RIO DE JANEIRO — Três anos após a revelação da fraude contábil bilionária da Americanas S.A., o caso que abalou o mercado financeiro brasileiro ainda segue sem punições efetivas aos responsáveis e com efeitos prolongados sobre investidores, credores e o varejo nacional. A companhia, que em janeiro de 2023 admitiu um rombo de mais de R$ 20 bilhões, vale hoje apenas 10% do que valia antes do escândalo — reflexo da perda de confiança e do longo processo de reestruturação judicial.
Em 11 de janeiro de 2023, a então direção da varejista comunicou ao mercado a existência de “inconsistências contábeis” em suas demonstrações financeiras, estimadas inicialmente em R$ 20 bilhões e depois ampliadas para R$ 25,3 bilhões. O anúncio levou à maior queda de valor de mercado da história da B3 em um único dia, com perda superior a R$ 8 bilhões, e à abertura de investigações na CVM, Polícia Federal, Ministério Público Federal e Justiça de São Paulo.
Apesar das investigações avançarem, nenhum executivo foi formalmente condenado até o momento, e o processo judicial segue em tramitação. O caso trouxe à tona falhas graves nos mecanismos de governança corporativa e auditoria independente, além de expor vulnerabilidades nos controles internos das grandes corporações brasileiras.
Impacto financeiro e reestruturação
A Americanas ainda tenta se reerguer sob o plano de recuperação judicial homologado em 2024, que prevê renegociação de dívidas de cerca de R$ 42 bilhões com credores — incluindo grandes bancos nacionais. O plano inclui fechamento de lojas deficitárias, digitalização de operações e injeção de capital pelos acionistas de referência, o trio de bilionários Jorge Paulo Lemann, Marcel Telles e Beto Sicupira, fundadores da 3G Capital.

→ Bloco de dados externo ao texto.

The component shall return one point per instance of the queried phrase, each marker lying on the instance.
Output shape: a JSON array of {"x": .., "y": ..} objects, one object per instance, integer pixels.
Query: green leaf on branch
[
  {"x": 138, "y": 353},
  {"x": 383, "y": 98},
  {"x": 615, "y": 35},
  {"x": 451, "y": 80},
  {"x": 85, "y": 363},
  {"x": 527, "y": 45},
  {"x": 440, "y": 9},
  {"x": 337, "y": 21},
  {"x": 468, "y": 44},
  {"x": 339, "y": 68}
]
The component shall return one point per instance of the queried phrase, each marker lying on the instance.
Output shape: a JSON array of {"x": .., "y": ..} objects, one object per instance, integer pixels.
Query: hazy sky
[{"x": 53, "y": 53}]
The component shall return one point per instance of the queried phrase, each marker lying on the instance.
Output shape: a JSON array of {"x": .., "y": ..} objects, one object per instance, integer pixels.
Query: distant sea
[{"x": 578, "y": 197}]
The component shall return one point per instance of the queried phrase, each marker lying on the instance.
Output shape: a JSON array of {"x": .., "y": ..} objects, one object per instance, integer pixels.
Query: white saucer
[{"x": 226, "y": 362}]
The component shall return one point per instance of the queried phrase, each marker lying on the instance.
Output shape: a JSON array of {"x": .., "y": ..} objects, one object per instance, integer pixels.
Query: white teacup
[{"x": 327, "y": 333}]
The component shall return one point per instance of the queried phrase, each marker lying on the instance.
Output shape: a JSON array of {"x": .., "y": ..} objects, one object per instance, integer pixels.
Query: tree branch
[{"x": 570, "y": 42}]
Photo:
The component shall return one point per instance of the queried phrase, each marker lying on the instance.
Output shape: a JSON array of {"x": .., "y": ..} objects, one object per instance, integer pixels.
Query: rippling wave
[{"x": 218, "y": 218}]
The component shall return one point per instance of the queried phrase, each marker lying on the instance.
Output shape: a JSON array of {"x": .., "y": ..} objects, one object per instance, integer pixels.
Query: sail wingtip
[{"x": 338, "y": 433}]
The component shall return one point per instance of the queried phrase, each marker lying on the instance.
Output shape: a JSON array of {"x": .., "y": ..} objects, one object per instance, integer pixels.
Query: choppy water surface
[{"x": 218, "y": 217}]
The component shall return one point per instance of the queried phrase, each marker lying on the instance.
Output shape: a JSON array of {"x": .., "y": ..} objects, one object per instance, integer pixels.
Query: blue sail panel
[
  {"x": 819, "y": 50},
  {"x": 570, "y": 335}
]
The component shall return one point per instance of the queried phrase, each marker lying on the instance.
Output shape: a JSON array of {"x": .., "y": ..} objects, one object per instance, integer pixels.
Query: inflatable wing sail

Mesmo assim, a companhia continua operando com fluxo de caixa restrito e participação de mercado reduzida. Seu valor de mercado, que superava R$ 7,5 bilhões antes do escândalo, gira hoje em torno de R$ 750 milhões, segundo dados da B3 — o equivalente a 10% do valor anterior.
Investigação e punições
A CVM segue apurando a conduta de ex-executivos e auditores da PwC, empresa responsável pela auditoria das demonstrações financeiras da Americanas, sob suspeita de negligência e omissão em detectar as fraudes. O Ministério Público investiga ainda possível manipulação de resultados e omissão de informações ao mercado. Já a PF mantém inquérito sobre eventuais crimes contra o sistema financeiro e falsidade ideológica.
Segundo especialistas, a demora na responsabilização dos envolvidos gera insegurança jurídica e prejudica a credibilidade do mercado de capitais brasileiro, ao mesmo tempo em que dificulta a atração de investidores estrangeiros. “O caso Americanas mostrou a fragilidade dos mecanismos de controle corporativo no Brasil. Três anos depois, a ausência de punição é tão grave quanto a fraude em si”, afirma o economista Ricardo Teixeira, da FGV.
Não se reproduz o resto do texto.